Electricity demand soared by 4.3%—nearly 1,100 terawatt-hours—almost twice the annual average over the previous ten years. This upswing propelled broader energy consumption, reversing years of decline in advanced economies, where demand rose nearly 1% after a prolonged period of contraction.
Globally, energy demand increased by 2.2% in 2024, significantly above the 1.3% average seen between 2013 and 2023, although still trailing global GDP growth of 3.2%. Over 80% of the rise came from emerging and developing economies, despite a notable slowdown in China, where energy consumption rose by under 3%—half the rate recorded in 2023.
The report highlights the critical role played by low-emission energy sources in meeting rising demand. Renewables and nuclear power accounted for 80% of the increase in global electricity generation. Renewables alone added around 700 gigawatts of new capacity—setting a new record for the 22nd consecutive year—while nuclear additions reached their fifth-highest level in three decades. For the first time, renewables and nuclear collectively contributed 40% of total global power generation.
Natural gas-fired power generation also expanded steadily, becoming the fossil fuel with the largest demand increase last year. Global gas consumption rose by 115 billion cubic metres (2.7%), outstripping the decade-long average of 75 bcm annually.
Oil demand, however, grew more modestly at 0.8%, with its share of global energy use falling below 30% for the first time since the 1970s. The surge in electric vehicle (EV) sales—up by over 25%—helped curb oil consumption in road transport, offsetting increases in aviation and petrochemical use. One in five cars sold globally in 2024 was electric.
Coal demand grew by 1%, half the pace of the previous year. Notably, heatwaves in China and India accounted for over 90% of the global rise in coal consumption, underscoring how extreme weather events are reshaping energy demand patterns.
Despite the sharp increase in power use, the IEA found that the rapid uptake of clean energy technologies is beginning to decouple emissions from economic growth. While global energy-related CO2 emissions rose by 0.8% to 37.8 billion tonnes—largely due to higher cooling needs—technologies such as solar PV, wind, nuclear power, EVs and heat pumps now prevent an estimated 2.6 billion tonnes of CO2 annually, equivalent to 7% of global emissions.

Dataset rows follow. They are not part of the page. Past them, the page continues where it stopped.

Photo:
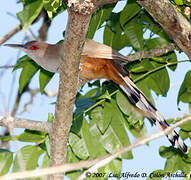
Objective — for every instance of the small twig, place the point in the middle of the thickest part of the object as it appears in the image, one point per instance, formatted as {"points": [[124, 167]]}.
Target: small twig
{"points": [[10, 34], [152, 53], [32, 92], [28, 124], [145, 140], [94, 164]]}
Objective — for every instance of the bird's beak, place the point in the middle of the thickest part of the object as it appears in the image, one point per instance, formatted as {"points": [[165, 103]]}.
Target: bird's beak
{"points": [[17, 46]]}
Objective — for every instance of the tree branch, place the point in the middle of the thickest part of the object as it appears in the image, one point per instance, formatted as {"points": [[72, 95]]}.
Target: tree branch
{"points": [[25, 123], [172, 21], [159, 51], [94, 164], [74, 39]]}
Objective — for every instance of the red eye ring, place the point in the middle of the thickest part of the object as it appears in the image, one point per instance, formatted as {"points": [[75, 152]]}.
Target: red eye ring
{"points": [[34, 47]]}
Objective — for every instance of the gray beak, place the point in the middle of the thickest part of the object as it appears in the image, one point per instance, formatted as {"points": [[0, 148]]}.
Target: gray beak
{"points": [[17, 46]]}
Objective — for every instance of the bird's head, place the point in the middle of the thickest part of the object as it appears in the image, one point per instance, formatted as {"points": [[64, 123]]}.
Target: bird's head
{"points": [[46, 55], [34, 49]]}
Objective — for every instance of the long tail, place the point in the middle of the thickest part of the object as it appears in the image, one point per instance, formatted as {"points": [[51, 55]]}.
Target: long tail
{"points": [[145, 106]]}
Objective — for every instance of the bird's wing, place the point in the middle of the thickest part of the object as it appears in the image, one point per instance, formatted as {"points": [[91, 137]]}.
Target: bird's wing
{"points": [[95, 49]]}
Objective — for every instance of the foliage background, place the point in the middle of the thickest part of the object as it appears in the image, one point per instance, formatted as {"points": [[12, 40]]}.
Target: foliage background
{"points": [[130, 27]]}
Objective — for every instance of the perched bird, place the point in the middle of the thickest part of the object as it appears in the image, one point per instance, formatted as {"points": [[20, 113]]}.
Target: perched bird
{"points": [[100, 61]]}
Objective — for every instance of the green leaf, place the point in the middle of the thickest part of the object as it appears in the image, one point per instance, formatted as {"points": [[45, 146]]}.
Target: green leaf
{"points": [[92, 144], [129, 11], [166, 152], [98, 18], [44, 78], [30, 12], [115, 166], [155, 42], [99, 115], [157, 175], [50, 117], [113, 139], [46, 161], [6, 159], [176, 160], [134, 33], [29, 70], [184, 93], [127, 108], [54, 7], [32, 136], [113, 33], [179, 2], [154, 74], [106, 95], [150, 24], [186, 126], [27, 157]]}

Advanced economies saw their CO2 emissions fall by 1.1% to levels last recorded in the 1970s, despite their combined GDP tripling since then. Most of the global emissions growth originated from emerging and developing economies outside China. Although emissions growth in China slowed, the country’s per capita emissions are now 16% higher than those of advanced economies and nearly double the global average.

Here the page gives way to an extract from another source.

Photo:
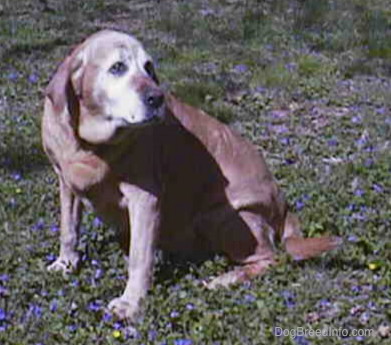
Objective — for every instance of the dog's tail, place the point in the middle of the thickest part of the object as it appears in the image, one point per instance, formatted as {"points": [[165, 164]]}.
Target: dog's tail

“There are many uncertainties in the world today and different narratives about energy – but this new data-driven IEA report puts some clear facts on the table,” said IEA Executive Director Dr Fatih Birol. “Electricity use is growing rapidly, driving up energy demand across the board. Renewables are leading the way, followed by natural gas, and we’re seeing a strong decoupling of emissions from economic growth.”
Dr Birol added that key trends the IEA had previously forecast—such as the peaking of oil demand growth, the accelerating shift to EVs, and the increasing centrality of electricity—are now being confirmed in real-world data.